02:05 In this course, the previously created Heroku application is used as the production environment. You should create a new Heroku app for the staging environment using the command seen on-screen.

02:19 This first command creates a new Heroku app named realpython-flask-app-staging, with a remote of staging.

02:29 The next line deploys the application to it using git.

02:45 You can then access the app in the same way you accessed the previous app: with your app name, followed by .herokuapp.com. Now that you have Heroku applications for production and staging, you’re ready to create a Heroku pipeline that links them together.

03:02 You can use the Heroku CLI to create the pipeline.

03:09 This command creates a pipeline named realpython-flask-app and adds the app named realpython-flask-app as the production environment.

03:20 The next command seen on-screen will create a git remote that points this app, naming it prod.

03:36 From now on, you can refer to the production deployment as prod. Next you’ll see the staging application being added to the same pipeline by the command seen on-screen. This command adds the app realpython-flask-app-staging to the same pipeline and specifies that the app must be used for the staging stage.

03:57 Note that when you run this command, you’ll need to substitute your staging app name in place of the one seen on-screen. This means that the pipeline now consists of two apps, realpython-flask-app and realpython-flask-app-staging. The first is used as a production environment, and the second one is used as the staging environment. Note that when you try this, you’ll need to substitute your own unique production and staging apps into the lines seen on-screen.

04:29 Now that you have your applications and pipeline configured, you can use it to deploy your application to staging, review it there, and then promote it to production.

04:38 Suppose, for example, that you want to change the message returned by the index() view again. In that case, you’ll have to edit app.py and change the string returned by index(). On-screen, you’ll see the changes being made.

04:54 As you can see, index() is now returning "This is yet another version!". You can deploy this new version to your staging environment by running the command seen on-screen.

05:07 These commands commit app.py, push the changes to the staging remote, and trigger the building and deployment process for this environment.

05:33 You should see the new version available at your staging app URL, and note that the production environment is still using the previous version.

05:43 When you’re happy with the changes, you can promote the new version to production using the Heroku CLI, the command seen on-screen.

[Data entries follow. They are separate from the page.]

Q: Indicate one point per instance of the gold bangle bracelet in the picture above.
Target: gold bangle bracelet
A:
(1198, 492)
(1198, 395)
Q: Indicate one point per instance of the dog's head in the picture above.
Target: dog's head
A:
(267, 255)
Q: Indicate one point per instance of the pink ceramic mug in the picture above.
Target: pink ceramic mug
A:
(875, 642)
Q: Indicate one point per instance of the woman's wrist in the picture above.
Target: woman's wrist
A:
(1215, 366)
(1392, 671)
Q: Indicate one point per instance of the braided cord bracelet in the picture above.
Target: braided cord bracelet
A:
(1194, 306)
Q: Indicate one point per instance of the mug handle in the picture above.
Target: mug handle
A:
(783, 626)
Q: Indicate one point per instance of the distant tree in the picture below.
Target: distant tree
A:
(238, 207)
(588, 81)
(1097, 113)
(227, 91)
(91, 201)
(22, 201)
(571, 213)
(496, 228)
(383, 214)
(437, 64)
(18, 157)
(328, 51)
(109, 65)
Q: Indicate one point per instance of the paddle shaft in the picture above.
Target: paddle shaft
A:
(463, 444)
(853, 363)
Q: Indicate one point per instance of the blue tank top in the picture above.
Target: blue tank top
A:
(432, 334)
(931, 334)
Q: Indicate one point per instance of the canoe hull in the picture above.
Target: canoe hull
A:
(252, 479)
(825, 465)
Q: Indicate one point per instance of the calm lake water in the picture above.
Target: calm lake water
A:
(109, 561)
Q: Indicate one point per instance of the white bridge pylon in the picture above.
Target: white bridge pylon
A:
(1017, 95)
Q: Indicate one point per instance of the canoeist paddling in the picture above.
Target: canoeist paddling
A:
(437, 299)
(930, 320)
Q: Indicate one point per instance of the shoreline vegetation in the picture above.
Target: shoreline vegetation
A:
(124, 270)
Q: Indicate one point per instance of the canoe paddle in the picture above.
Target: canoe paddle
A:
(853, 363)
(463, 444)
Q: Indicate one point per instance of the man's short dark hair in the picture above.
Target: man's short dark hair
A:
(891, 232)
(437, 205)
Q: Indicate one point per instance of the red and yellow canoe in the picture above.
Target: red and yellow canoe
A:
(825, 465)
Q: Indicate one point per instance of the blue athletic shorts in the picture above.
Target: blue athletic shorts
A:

05:54 This command deploys to production the exact same version currently running in staging. As you’ll notice, in this case, there’s no build step since the same build from staging is used and deployed to production.

06:08 You can verify this by going to the production URL and see that the application was promoted and it’s running the latest version. To learn more about working with pipelines and more advanced workflow, check out the Heroku pipelines documentation at the address seen on-screen.

06:27 In the next section of the course, you’ll learn another important skill: how to manage settings and secrets for different environments.

grogu on Nov. 27, 2022

If anyone has issues where their text doesn’t show in the heroku app url under the Application Deployment to Heroku section then this is what I did to fix the issue.

I know this is an older article ,but in case anyone runs into an issue where the return message “Hello this is the new version” doesn’t show in the Heroku app url ,I found that updating flask to the newest version fixed it. My flask version was at 1.1.2 and I changed the version to 2.2.2. I then re-deployed to Heroku and it showed the message. Hopefully this will help.